Il maggiore problema rimane la fragilità fisica. In Messico al successo contro Kerber aveva fatto seguito il ritiro in finale con Muguruza; in Germania dopo la vittoria su Pliskova è arrivato il ritiro contro Anett Kontaveit (5-7, 7-5, 3-0). Prima però abbiamo avuto modo di verificare che sul piano agonistico ci sono ancora scorie da smaltire sotto forma di “braccino”; e penso che sia soprattutto dovuta a questa banale ragione l’incapacità di chiudere il match una volta che si era trovata avanti 7-5, 5-4 e servizio di fronte ad Anett.
A Stoccarda la giocatrice per me più interessante da seguire era Naomi Osaka, alla prima esperienza sulla terra europea da numero 1 del mondo, e quindi con tutta un’altra attenzione rispetto allo scorso anno, quando aveva raccolto ben poco tra Madrid, Roma e Roland Garros. Devo confessare che dai due match che ha vinto non sono riuscito a chiarirmi del tutto le idee. Sul piano tattico c’è stato un aggiustamento dopo gli sbandamenti mostrati a Indian Wells e Miami: rispetto ai tornei americani si è rivista una maggiore attenzione nelle scelte di gioco, evitando i cambi lungolinea troppo frequenti e rischiosi del mese scorso, a favore di schemi più simili a quelli che le hanno permesso di vincere in Australia.

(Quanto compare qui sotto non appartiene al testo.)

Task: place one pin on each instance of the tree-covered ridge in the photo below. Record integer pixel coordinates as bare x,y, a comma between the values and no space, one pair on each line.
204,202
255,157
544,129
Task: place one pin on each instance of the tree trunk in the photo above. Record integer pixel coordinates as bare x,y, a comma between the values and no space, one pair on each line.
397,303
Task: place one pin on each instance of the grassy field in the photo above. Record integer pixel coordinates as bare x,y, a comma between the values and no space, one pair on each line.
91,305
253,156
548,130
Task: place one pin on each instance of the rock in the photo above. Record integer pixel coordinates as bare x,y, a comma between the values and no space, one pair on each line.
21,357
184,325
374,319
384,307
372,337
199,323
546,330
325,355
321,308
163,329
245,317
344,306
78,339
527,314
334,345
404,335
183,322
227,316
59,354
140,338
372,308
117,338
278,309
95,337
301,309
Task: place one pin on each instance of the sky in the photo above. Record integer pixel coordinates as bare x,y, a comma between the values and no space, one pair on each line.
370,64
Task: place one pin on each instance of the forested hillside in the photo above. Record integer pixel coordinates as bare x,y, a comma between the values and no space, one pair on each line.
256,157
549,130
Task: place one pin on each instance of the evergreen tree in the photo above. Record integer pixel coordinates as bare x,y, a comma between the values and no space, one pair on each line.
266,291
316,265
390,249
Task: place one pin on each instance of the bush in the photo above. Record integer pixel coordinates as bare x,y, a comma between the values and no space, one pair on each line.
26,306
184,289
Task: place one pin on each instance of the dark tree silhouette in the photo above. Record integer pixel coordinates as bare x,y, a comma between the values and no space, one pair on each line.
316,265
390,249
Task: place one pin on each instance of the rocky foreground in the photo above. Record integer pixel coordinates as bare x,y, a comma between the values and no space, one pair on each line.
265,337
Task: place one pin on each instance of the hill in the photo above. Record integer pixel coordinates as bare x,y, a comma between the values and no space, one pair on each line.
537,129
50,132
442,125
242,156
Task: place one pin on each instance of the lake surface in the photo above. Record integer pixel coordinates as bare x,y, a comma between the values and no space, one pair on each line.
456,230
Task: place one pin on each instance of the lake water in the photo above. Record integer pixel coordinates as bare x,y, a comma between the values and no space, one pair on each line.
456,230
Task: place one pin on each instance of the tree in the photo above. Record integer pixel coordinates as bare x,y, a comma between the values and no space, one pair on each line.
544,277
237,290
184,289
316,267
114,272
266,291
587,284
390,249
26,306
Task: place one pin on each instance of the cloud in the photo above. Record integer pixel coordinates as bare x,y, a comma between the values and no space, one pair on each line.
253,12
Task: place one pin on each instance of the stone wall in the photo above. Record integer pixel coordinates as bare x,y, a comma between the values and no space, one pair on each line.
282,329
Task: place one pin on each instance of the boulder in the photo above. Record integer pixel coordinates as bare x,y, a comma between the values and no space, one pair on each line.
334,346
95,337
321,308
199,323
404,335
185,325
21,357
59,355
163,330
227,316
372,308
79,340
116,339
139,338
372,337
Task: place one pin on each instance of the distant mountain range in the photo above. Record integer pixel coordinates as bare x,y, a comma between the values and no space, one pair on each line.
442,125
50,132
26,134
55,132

Il passaggio a vuoto che ha attraversato contro Donna Vekic (6-3, 4-6, 7-6) probabilmente è in parte dovuto al problema muscolare agli addominali che l’ha poi costretta al forfait; ma in parte mi è sembrato legato anche a distrazione mentale: semplici errori esecutivi, limitati una volta che il punteggio complicato (sotto 1-5 nel terzo set) l’ha “obbligata” a recuperare la concentrazione. Resta però il fatto che né Hsieh (battuta per la prima volta in carriera in due set), né Vekic si possono considerare delle specialiste della terra, e quindi nemmeno un punto di riferimento di primo livello per misurare il rendimento di Naomi sul rosso.

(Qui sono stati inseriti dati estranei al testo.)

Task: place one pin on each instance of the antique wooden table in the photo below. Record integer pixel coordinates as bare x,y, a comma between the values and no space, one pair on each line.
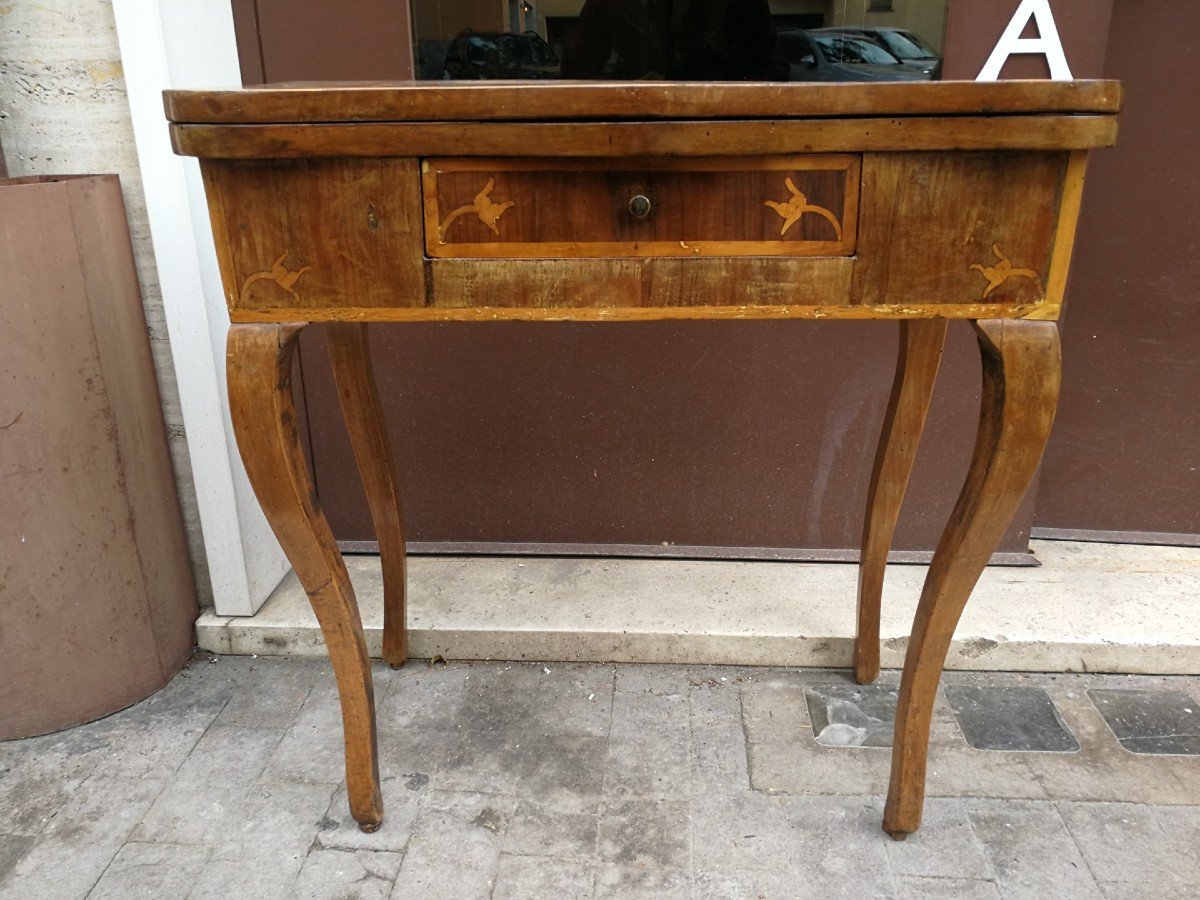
919,202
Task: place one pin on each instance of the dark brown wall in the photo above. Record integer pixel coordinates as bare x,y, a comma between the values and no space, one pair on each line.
748,435
1126,449
1123,461
317,40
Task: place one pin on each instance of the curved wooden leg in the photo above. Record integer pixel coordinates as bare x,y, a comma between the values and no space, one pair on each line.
921,353
259,370
1020,393
351,355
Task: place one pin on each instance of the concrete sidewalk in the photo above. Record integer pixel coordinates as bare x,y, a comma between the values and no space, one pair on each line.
580,780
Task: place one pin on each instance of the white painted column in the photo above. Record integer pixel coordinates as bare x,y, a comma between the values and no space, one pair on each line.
184,43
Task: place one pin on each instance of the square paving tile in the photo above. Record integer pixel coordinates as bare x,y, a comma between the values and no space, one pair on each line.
996,718
1151,721
852,714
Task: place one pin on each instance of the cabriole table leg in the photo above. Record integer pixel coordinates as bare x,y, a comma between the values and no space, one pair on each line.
351,354
919,354
259,373
1020,391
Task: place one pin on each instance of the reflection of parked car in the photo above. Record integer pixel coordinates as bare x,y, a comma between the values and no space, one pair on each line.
498,54
837,57
909,47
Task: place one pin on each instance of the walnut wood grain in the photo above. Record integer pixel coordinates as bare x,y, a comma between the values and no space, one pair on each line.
646,313
684,138
959,201
929,222
641,100
349,352
259,375
580,208
310,233
917,361
1021,372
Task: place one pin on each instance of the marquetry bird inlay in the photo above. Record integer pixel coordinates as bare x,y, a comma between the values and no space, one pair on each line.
793,210
1002,271
280,274
484,207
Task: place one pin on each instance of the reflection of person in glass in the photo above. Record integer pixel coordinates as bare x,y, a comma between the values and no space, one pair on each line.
690,40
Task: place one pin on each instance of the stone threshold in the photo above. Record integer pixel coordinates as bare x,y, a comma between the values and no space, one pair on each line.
1090,607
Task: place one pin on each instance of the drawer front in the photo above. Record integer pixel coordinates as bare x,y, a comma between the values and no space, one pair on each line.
592,208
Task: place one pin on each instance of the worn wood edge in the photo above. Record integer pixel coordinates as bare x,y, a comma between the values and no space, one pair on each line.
525,100
688,138
1065,231
768,162
634,250
648,313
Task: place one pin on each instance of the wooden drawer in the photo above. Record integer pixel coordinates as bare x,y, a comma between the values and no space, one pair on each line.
589,208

Ogni volta che la seguo ho la sensazione di una giocatrice di enormi potenzialità, in particolare per come riesce a ottenere vincenti dando l’impressione di avere ancora del margine. Poi però commette errori evitabilissimi che mi riportano alla realtà, perché nel bilancio di una partita di tennis è fondamentale la capacità di limitare i gratuiti, e certi errori di Naomi sono così gratuiti da risultare inattesi per una tennista del suo livello; anche perché quando ha vinto gli Slam era riuscita sostanzialmente a evitarli.